Les marchés internationaux seraient de 5 à 10 fois plus imposants que le marché canadien et offrent un débouché aux producteurs de cannabis médical. Par contre, les exportations de cannabis récréatif sont proscrites dans les ententes commerciales. Ces pays auront éventuellement leurs propres producteurs.

La construction prévue de serres est telle que l’industrie fonce droit vers une surcapacité qui pourrait faire tomber les prix avant taxes de 8 % par année entre 2021 et 2025, soit de 8 $ à 6,83 $ le gramme, selon Cowen & Co. Certaines estimations indiquent que la production prévue de 1,8 million de kg des quinze principaux fournisseurs est presque le double de la demande prévue.

Les producteurs autorisés par Santé Canada se concurrenceront les uns les autres et devront aussi déloger le marché noir, dont les revenus sont estimés à 5,1 G$ au Canada, en 2017. Les producteurs illicites pourraient abaisser leur prix ou gonfler la concentration en THC, le principal élément psychoactif, pour garder leurs clients. Le plan de la SAQ prévoit déloger 35 % du marché illicite la première année, 45 % la deuxième et 55 % la troisième.
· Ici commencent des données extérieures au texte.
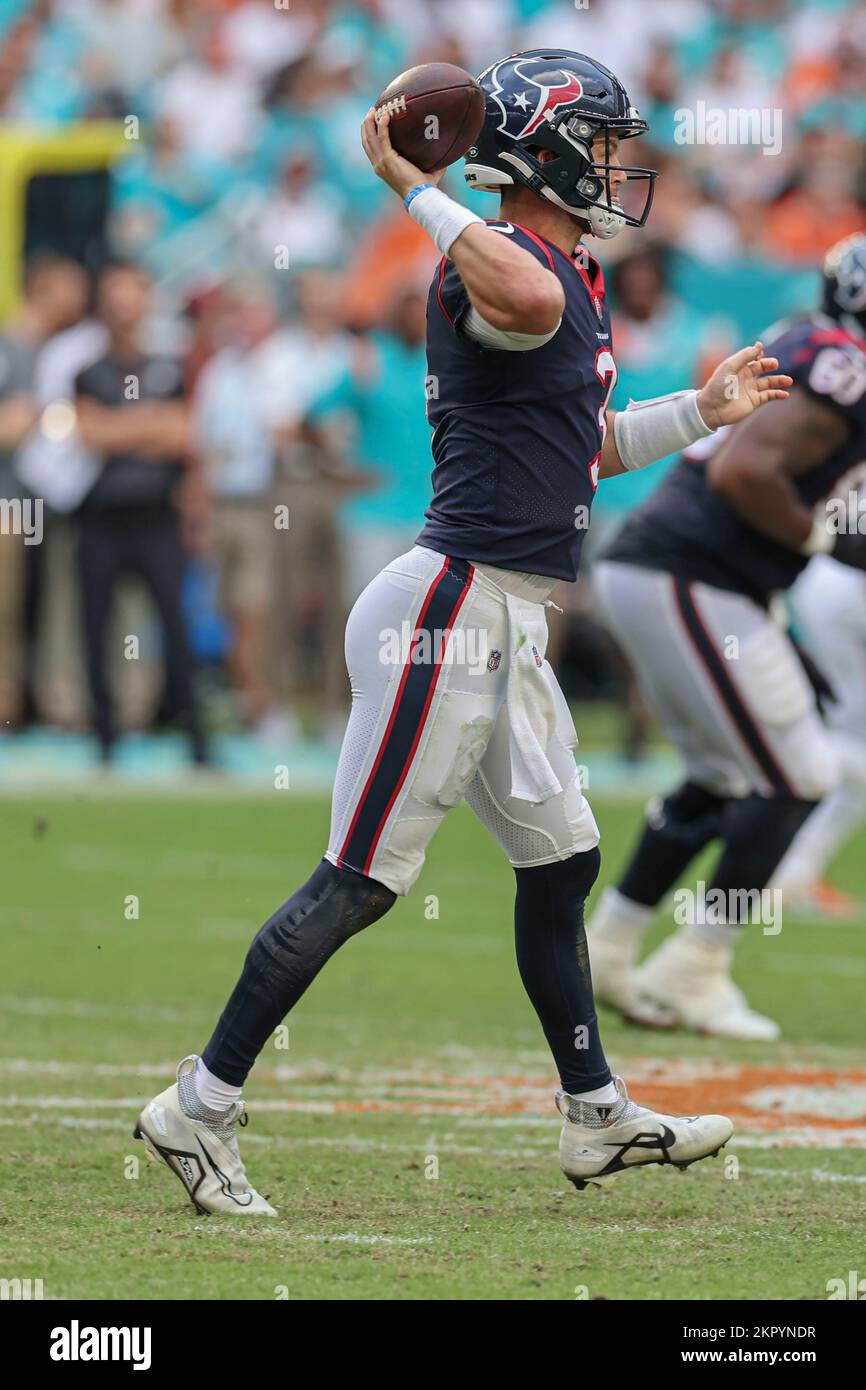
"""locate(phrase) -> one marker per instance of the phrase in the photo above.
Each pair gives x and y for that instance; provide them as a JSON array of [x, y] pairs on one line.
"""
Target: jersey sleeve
[[830, 364], [455, 303]]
En Ontario et au Québec, les détaillants contrôlés par les provinces dicteront les prix de gros. Les achats conclus par la SAQ, par exemple, prévoient un prix de gros de 4,50 $ le gramme.
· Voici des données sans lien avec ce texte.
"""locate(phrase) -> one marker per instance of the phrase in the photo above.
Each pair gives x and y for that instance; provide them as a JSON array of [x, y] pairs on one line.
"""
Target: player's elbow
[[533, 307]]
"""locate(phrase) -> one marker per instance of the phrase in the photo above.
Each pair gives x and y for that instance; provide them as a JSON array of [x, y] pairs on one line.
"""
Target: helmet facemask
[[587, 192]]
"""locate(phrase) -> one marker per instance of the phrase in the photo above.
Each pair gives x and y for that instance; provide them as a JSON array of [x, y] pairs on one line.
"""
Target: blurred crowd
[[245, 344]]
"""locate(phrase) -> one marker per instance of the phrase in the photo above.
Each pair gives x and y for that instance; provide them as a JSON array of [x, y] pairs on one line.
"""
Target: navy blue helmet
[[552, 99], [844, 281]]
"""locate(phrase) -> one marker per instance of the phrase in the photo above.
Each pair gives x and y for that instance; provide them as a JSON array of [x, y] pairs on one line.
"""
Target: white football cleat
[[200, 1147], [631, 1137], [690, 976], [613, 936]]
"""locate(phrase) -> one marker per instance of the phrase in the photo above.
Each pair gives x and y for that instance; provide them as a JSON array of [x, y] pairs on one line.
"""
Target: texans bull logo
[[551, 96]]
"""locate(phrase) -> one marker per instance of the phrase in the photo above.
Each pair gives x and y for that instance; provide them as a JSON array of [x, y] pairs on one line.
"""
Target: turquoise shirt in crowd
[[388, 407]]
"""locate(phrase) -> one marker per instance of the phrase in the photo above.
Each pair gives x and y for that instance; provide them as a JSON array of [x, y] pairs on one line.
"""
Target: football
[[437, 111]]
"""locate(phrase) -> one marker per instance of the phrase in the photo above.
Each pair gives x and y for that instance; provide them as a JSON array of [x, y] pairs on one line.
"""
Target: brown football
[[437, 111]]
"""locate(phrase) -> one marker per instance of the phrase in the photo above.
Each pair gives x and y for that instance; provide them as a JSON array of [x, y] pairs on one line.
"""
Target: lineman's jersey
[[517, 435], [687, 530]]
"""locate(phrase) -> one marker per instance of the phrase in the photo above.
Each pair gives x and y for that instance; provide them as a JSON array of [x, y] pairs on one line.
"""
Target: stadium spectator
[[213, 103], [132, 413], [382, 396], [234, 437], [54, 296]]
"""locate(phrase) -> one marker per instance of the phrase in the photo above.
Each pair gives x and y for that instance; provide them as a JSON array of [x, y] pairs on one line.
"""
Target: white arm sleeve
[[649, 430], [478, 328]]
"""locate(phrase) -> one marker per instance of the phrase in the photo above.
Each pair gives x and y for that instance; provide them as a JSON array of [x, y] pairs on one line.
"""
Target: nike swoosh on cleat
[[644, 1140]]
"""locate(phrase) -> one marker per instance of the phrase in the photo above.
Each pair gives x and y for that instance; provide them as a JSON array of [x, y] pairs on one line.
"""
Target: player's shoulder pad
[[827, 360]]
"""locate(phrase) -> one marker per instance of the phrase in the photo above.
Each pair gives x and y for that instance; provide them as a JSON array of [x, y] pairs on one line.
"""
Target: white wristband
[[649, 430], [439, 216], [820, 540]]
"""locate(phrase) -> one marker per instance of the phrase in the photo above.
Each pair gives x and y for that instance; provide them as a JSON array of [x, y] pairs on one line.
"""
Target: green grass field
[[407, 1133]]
Une fois que la marijuana à usage récréatif sera légale, les titres des producteurs en Bourse se négocieront davantage en fonction de leurs coûts totaux de production, incluant la distribution, l’emballage et la mise en marché. On peut comparer cette transition à celle que connaissent les explorateurs miniers lorsqu’ils deviennent des producteurs de métaux.

Les producteurs-grossistes ne capteront pas la marge au détail. Un producteur qui vendrait son cannabis séché à 5 $ le gramme, avec des coûts de production de 1,50 $ et d’autres coûts de 2 $, peut aspirer à une marge d’exploitation de 30 %, selon GMP.

Les prix et les coûts ne sont pas les seules considérations. Les producteurs doivent avoir un acheteur contractuel pour leur cannabis. Même si un fournisseur peut produire à moins de 2 $ le gramme, il n’ira pas bien loin s’il ne peut pas écouler ses fleurs séchées à un détaillant.

L’industrie canadienne pourrait bientôt avoir à jouer du coude pour du capital et de la visibilité, avec les nombreux producteurs américains qui ont l’intention d’imiter iAnthus Capital et Medmen et de s’inscrire à la Bourse Canadian Securities.

Plusieurs producteurs misent sur les poudres comestibles et les concentrés, mais ces produits plus rentables ne pourront pas être offerts avant la fin de 2019, au plus tôt.